Si en mi casa se tirasen por un puente
«Para el hombre contemporáneo son más valiosos cuatro estudios de la OMS que la tradición que lo alumbró».
Hace un par de semanas fui al médico por unos ardores estomacales que llevo padeciendo un par de años ya. Son dolorosos, incomodísimos, hasta vienen acompañados de náuseas. Y tomo Almax, Omeprazol, toda clase de protectores de estómago y de medicamentos para paliar la acidez, pero nada, que no consigo erradicarla. Pero al lector, supongo, le traen al pairo mis achaques, así que basta: todo esto lo cuento por otro motivo.
El caso es que el médico, a quien al principio creí enfermero por lo joven que era, empezó a preguntarme por mis hábitos: «¿Fuma usted?», «¿bebe?», «¿hace deporte?». Como a todo contesté que sí, quiso entrar en detalles, saber cuánto fumo, cuánto bebo, cuánto deporte hago; y yo, un poco avergonzado por su tono acusatorio, casi inquisitorial edulcoré la verdad como hacía con mis padres cuando tenía quince años. Con todo, mis respuestas no les satisficieron: llevo, dice, una vida de excesos; soy, dice, demasiado joven para padecer los ardores que padezco. Mala mía.
Pero el médico no quedó contento con eso. Se propuso ridiculizarme, creo, o quizá lograr que me replanteara mi vida allí mismo, en su consulta, delante de las estudiantes de medicina en prácticas que nos observaban al tiempo que tomaban notas. Preguntó primero que por qué fumo tanto, que es algo así como preguntarle a alguien por qué queda con sus amigos, por qué lee, por qué come chuletón en lugar de hojas, así que respondí con un lacónico «porque me gusta». Y luego que por qué bebo vino a diario, que si no estoy al tanto de lo que dice la OMS al respecto, a lo que sí supe dar una respuesta algo más elaborada: «Es que en mi casa, y hasta en la de mis abuelos, se come y se cena con vino». Pero esta respuesta le gustó menos todavía: miró a sus estudiantes, luego a mí, resopló. «Y, si en tu casa se tiran por un puente, ¿tú también te tiras?».
La situación devino absurda, surrealista. Yo había ido al médico a que me diese una pastilla, no sé, a que me recetase algo, y el tipo creyó conveniente realizarme preguntas filosóficas. De modo que tuve que sopesar mi siguiente movimiento: o dejarme pisar, darle razón, decirle que claro, que de ninguna manera volvería a beber vino a diario, que cómo se me ocurría semejante atrocidad a pesar de que se hiciese en mi familia, o entrar en su juego, aceptar su comparación absurda, tramposa —saltar desde un puente tiene un final cierto; beber vino no—, y contestar lo que de verdad pensaba. Opté por lo segundo.

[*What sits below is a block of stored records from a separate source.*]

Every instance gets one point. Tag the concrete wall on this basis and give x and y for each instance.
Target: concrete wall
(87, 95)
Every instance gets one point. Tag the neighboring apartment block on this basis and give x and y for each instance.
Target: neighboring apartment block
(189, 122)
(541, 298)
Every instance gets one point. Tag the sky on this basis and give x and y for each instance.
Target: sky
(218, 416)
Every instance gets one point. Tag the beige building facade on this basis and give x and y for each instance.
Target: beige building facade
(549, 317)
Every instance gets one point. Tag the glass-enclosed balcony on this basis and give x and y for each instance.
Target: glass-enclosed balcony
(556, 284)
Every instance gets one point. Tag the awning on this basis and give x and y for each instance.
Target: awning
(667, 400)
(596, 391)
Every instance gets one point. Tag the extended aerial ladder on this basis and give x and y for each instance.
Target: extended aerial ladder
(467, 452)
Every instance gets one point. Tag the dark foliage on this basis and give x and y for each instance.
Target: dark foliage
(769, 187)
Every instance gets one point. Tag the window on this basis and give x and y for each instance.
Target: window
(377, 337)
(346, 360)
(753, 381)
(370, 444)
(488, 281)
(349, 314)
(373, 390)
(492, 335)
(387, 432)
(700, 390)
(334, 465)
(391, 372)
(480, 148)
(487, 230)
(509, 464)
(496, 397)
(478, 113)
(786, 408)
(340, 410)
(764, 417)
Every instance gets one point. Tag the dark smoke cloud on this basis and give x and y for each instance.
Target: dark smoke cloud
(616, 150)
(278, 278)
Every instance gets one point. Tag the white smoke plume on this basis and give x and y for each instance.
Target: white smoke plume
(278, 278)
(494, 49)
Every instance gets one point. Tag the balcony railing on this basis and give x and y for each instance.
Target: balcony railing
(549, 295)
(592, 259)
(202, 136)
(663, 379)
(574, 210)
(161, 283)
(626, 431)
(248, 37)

—Sí, doctor. Si en mi casa se tirasen por un puente, yo también me tiraría. Quiero decir, si mi padre, mi madre, mi abuelo, mi abuela, mis bisabuelos, mis tíos, mis primos, mis hermanos se tirasen por un puente, yo iría detrás, o hasta delante por si acaso. Y podría estar equivocándome, desde luego, pero prefiero equivocarme por confiar en mi familia que por contradecirla, por participar de su tradición, de sus hábitos, ¡por compartir con ellos un chato de vino!,que por fiarme de la OMS o de usted, a quien no conozco de nada. ¿Acaso no haría usted lo mismo?
Negó con la cabeza, así que terminé volviendo a casa con un Omeprazol debajo del brazo —otro más— y la certeza de que el médico que me había tocado era la encarnación perfecta del hombre contemporáneo: un hombre para el que son más valiosos cuatro estudios de la OMS que la tradición que lo alumbró.